The owl and the pussy cat put to sea in a beautiful banana-shaped boat, quoth Blaine, and Centaine laughed a little apprehensively until she saw how masterfully their paddlers handled the mis-shapen craft.

They were two amiable coal-black giants of the river tribe.

They had the balance of gymnasts and their bodies were forged and hardened to Grecian perfection by a lifetime of wielding their paddles and their long punting poles. They stood at the stern and bows, singing their melodious work chant and trimming their narrow unstable craft with a relaxed, almost instinctive ease.

Amidships Blaine and Centaine lolled on cushions of raw-hide stuffed with the fluffy heads of the papyrus reeds. The narrow beam forced them to sit in tandem, with Blaine in the lead, his Lee Enfield rifle across his lap ready to discourage the close approach of any of the numerous hippopotami which infested the river. The most dangerous animal in Africa by far, he told Centaine.

What about lions and elephants and poisonous snakes? she challenged.

The old hippo gets two humans for every one killed by all the other species put together. This was Centaine's first venture into these parts. She was a creature of the desert, unacquainted with the river or the swamps, unfamiliar with the boundless life they supported.

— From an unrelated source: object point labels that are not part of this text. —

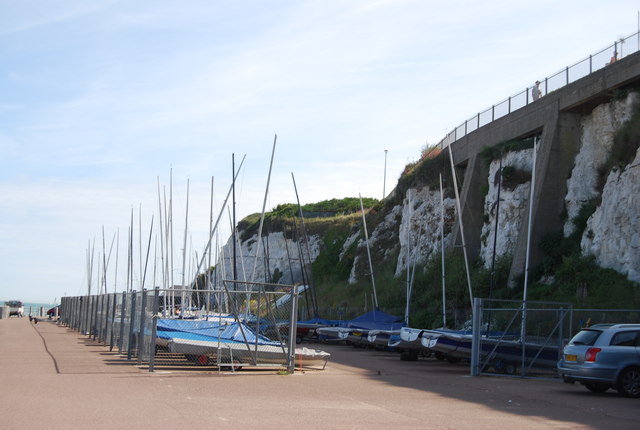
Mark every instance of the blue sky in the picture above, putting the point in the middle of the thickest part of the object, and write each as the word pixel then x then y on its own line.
pixel 100 99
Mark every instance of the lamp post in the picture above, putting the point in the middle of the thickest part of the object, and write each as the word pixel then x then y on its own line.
pixel 384 181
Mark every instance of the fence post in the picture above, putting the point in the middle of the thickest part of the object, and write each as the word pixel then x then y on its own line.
pixel 132 323
pixel 475 337
pixel 122 315
pixel 143 307
pixel 113 320
pixel 105 331
pixel 293 329
pixel 154 329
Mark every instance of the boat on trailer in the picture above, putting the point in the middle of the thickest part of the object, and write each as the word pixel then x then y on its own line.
pixel 231 344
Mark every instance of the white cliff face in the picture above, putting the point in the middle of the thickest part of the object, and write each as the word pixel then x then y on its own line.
pixel 277 253
pixel 598 131
pixel 510 212
pixel 612 234
pixel 383 231
pixel 419 234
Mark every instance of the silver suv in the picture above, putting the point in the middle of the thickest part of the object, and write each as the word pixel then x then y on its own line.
pixel 604 356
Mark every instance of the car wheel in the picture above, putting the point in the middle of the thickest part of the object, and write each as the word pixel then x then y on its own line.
pixel 629 382
pixel 597 388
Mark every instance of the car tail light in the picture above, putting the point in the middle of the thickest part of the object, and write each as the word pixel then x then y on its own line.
pixel 591 354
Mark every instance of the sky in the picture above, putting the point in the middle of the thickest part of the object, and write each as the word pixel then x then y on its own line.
pixel 106 104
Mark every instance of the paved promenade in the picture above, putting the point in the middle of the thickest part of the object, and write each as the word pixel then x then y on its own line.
pixel 54 378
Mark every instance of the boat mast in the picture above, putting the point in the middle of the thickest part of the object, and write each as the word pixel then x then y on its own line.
pixel 313 296
pixel 523 332
pixel 264 204
pixel 366 236
pixel 184 254
pixel 464 245
pixel 444 311
pixel 233 222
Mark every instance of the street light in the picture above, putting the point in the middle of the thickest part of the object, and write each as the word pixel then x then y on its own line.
pixel 384 182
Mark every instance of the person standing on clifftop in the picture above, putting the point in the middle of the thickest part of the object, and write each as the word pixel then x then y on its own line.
pixel 535 91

Blaine, on the other hand, knew the river well. He had first been ordered here when serving with General Smuts' expeditionary force in 1915 and had since returned often to hunt and study the wildlife of the region. He seemed to recognize every animal and bird and plant, and he had a hundred stories, both true and apocryphal, with which to amuse her.

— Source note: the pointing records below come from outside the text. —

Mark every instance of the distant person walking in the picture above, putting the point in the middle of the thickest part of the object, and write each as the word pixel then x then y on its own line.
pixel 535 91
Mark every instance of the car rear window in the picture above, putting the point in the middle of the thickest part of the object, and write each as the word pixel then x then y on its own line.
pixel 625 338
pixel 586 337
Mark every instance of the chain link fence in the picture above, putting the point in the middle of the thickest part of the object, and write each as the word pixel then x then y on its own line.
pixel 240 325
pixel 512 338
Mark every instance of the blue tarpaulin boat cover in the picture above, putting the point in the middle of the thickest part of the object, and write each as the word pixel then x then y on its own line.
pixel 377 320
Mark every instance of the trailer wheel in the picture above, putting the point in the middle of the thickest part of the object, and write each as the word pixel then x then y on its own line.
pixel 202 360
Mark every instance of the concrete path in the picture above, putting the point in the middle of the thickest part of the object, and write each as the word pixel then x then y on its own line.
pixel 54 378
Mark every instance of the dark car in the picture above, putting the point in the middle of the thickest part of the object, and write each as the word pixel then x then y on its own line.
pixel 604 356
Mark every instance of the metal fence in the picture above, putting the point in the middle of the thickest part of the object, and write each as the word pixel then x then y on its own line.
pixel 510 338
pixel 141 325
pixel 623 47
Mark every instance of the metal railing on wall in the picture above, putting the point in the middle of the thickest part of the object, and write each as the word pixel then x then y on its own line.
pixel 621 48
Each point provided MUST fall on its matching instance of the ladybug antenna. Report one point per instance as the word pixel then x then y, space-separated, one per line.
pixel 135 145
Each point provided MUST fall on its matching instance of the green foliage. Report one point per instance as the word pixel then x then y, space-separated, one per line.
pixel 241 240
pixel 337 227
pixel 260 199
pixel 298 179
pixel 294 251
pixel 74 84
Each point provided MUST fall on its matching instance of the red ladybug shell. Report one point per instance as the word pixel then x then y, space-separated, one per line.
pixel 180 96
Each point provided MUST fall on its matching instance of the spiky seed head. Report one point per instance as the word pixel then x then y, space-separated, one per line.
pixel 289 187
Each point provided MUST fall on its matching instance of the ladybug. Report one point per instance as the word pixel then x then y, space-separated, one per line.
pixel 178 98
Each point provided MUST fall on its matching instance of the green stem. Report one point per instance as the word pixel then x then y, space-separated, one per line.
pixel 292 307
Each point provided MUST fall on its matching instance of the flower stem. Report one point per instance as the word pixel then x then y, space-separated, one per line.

The mood of the river changed constantly; at places it narrowed and raced through rock-lined gaps and the long canoe flew like a lance upon it. The paddlers directed it past outcrops of fanged rock upon which the current humped up and split, and with delicate touches of the paddles took them through the creaming whirlpools beyond and into the next flying stretch where the surface was moulded like green Venetian glass into standing waves by its own speed and momentum. Centaine whooped breathlessly, half in terror and half in exhilaration, like a child on a roller coaster. Then they emerged onto broad shallow stretches, the flow broken by islands and sandbanks and bordered by wide flood plains on which grazed herds of wild buffalo, massive indolent seeming beasts, black as hell and crusted with dried mud, great bossed horns drooping mournfully over their trumpet-shaped ears, standing belly-deep in the flood plains, lifting their black drooling muzzles in comical curiosity to watch them pass.

Oh Blaine! What are those? I've never seen them before. Lechwe. This is as far south as you will find them. There were vast herds of these robust water antelope with coarse wiry red coats, the rams standing as tall as a man's chest and carrying long gracefully recurved horns. The hornless ewes were fluffy as children's toys. So dense were the herds that when they fled from the human presence they churned the water until it sounded like the thunderous passage of a steam locomotive heard at a distance.

On nearly every tall tree along the river's banks were posted pairs of fish eagles, their white heads shining in the Sunlight. They threw back their heads, belting out their throats to chant their weird yelping call as the mukoro glided past.

On the white sandbanks the long saurian shapes of the crocodiles were silhouetted, ugly and evil as they lifted themselves on their stubby deformed legs and waddled swiftly to the water's edge, then slipping away below the surface, only the twin knobs of their scaly eyebrows still showing.

In the shallows clusters of smooth rounded boulders, dark grey edged with baby pink, caught Centaine's attention, but she did not recognize them until Blaine warned: Watch them! and the paddlers sheered off as one of the huge boulders moved, raising a head the size of a beer keg, gaping red, the mighty jaws lined with tusks of yellow ivory, and it bellowed at them with the deep sardonical laughter of a demented god.

Blaine shifted the rifle slightly. Don't be taken in by that jovial haw haw haw, he isn't really amused, he told Centaine as he worked the bolt and pushed a cartridge into the breech.